The function of this combined power block is to take AC (Alternating Current) power from the mains, and convert it to DC (Direct Current) power, which is required to charge the battery. From there the charger directs power to the battery in order to maintain charge, and the rectifier provides a stable DC current directly to the inverter, all via the DC Bus.
You’ll notice that the DC Bus didn’t get its own explanatory section in this article, and that’s because it’s simply a fancy name given to the connection between power block, battery and inverter.
During times of power outage or fluctuation (typically outside +10% to -20% of normal) the charger shuts down, and the battery provides DC power to the inverter instead.
Battery– As previously discussed in the article on battery maintenance, most UPS systems (ours included) utilise lead-acid batteries. Since we’ve already covered the inner workings of UPS batteries I won’t bore you with it again – If you haven’t already, I’d suggest following the link and having a quick read.
Inverter– The inverter provides the second half of our double conversion process, by converting DC power from the rectifier/battery back to AC power. We needed DC power to charge the battery, but it’s AC power that’s required by your critical loads, so this secondary conversion process is vital.
One of the main benefits of an online UPS is that it provides the greatest level of protection to your critical load from power ‘events’ such as spikes, sags, surges, electrical noise, and so on. This is because, unlike the other types of UPS described in our last article, all of the power supplied to your critical load has been routed through the UPS, and thus undergone the double conversion process from AC to DC and then back to AC.
Static Switch– Of course, there is one scenario we haven’t discussed yet, and it’s a particularly important one to consider when implementing an online UPS.
We know what happens when there’s a power failure, but what happens if there’s a UPS failure? With an online system, all power to your critical load comes via the UPS… so if that fails it’s going to be just like having a power failure without a UPS, right?
Well thankfully not, and that’s down to the static switch.
The switch has two modes; by default the switch will accept AC power from the UPS, but it also has the option to accept AC power directly from the mains, or ‘bypass’.
Switching over to mains power is far from ideal, so in the event your critical loads are transferred to raw mains power it will be accompanied by an alarm or warning condition to ensure the UPS issue is resolved as quickly as possible.
Keeping Bypass to a Minimum
When I say that switching over to raw mains power is far from ideal, I’m not being flippant.
If you think back to my earlier article explaining the function of a UPS, you’ll recall that protecting against power disturbances is one of the most important functions of a UPS.
During periods of UPS failure, this vital task is foregone.

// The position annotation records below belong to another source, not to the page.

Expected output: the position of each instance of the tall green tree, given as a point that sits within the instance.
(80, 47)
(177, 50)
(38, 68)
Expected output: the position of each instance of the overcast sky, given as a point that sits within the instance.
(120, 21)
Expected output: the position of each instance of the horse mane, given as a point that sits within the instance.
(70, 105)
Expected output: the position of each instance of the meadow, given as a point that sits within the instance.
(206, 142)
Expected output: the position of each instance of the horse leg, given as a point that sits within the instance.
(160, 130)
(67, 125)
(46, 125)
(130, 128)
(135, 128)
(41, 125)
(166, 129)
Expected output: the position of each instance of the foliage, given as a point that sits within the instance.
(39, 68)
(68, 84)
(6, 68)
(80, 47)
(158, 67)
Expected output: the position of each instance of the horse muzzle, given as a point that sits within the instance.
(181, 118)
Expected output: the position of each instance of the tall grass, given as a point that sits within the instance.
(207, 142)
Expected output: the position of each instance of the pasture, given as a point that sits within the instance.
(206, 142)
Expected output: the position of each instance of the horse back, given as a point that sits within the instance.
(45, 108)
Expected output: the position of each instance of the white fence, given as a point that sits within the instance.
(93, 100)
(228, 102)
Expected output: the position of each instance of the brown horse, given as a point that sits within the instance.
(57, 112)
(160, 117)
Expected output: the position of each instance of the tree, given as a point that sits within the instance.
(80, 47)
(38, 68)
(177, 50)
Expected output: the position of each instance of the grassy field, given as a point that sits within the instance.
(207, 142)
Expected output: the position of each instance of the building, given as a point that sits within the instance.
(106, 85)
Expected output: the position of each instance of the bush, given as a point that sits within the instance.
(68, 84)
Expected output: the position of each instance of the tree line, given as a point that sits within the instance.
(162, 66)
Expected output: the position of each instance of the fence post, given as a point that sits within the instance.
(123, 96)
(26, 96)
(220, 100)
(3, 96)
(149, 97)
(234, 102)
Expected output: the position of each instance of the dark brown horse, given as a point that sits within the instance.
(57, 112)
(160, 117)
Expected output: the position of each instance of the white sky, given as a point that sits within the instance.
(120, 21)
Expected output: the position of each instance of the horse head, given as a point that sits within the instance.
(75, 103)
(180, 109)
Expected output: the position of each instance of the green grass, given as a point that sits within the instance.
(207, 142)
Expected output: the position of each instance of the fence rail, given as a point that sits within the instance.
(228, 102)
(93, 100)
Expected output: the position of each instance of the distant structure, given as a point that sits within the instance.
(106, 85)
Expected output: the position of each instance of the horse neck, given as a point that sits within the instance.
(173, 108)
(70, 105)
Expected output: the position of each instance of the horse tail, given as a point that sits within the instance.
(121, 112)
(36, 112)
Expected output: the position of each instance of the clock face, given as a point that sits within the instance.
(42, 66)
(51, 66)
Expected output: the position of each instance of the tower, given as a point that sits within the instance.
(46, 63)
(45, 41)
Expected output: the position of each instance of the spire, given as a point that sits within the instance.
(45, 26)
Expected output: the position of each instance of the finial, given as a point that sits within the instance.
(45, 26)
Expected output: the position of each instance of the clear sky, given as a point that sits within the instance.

Our fancy UPS is temporarily relegated to little more than ornamental status.
This is why uptime is so important. At KUP we’re proud to say that our standalone solutions offer 99.999% (five nines) uptime, with an amazing 99.9999% (six nines) in the case of our modular systems.
To put that in terms that are easier to understand, our modular systems boast an average of just 31 seconds downtime per year, or more than six minutes over an average 10-year service contract. Standalone systems follow-up with an impressive average of just over five minutes downtime per year, or under an hour during the course of the same 10-year contract.
Of course these are simply averages – I’m not suggesting that a UPS system failure can be resolved in mere minutes. Technology has come on a lot in recent years, but we’re not quite there yet.
The time taken to resolve a modular UPS failure is substantially lower than with a standalone UPS, and it is often possible to repair or replace individual modules without ever needing to switch over to bypass power.
It is for these reasons that Kohler Uninterruptible Power Ltd. have increasingly recommended modular systems to our clients in recent years.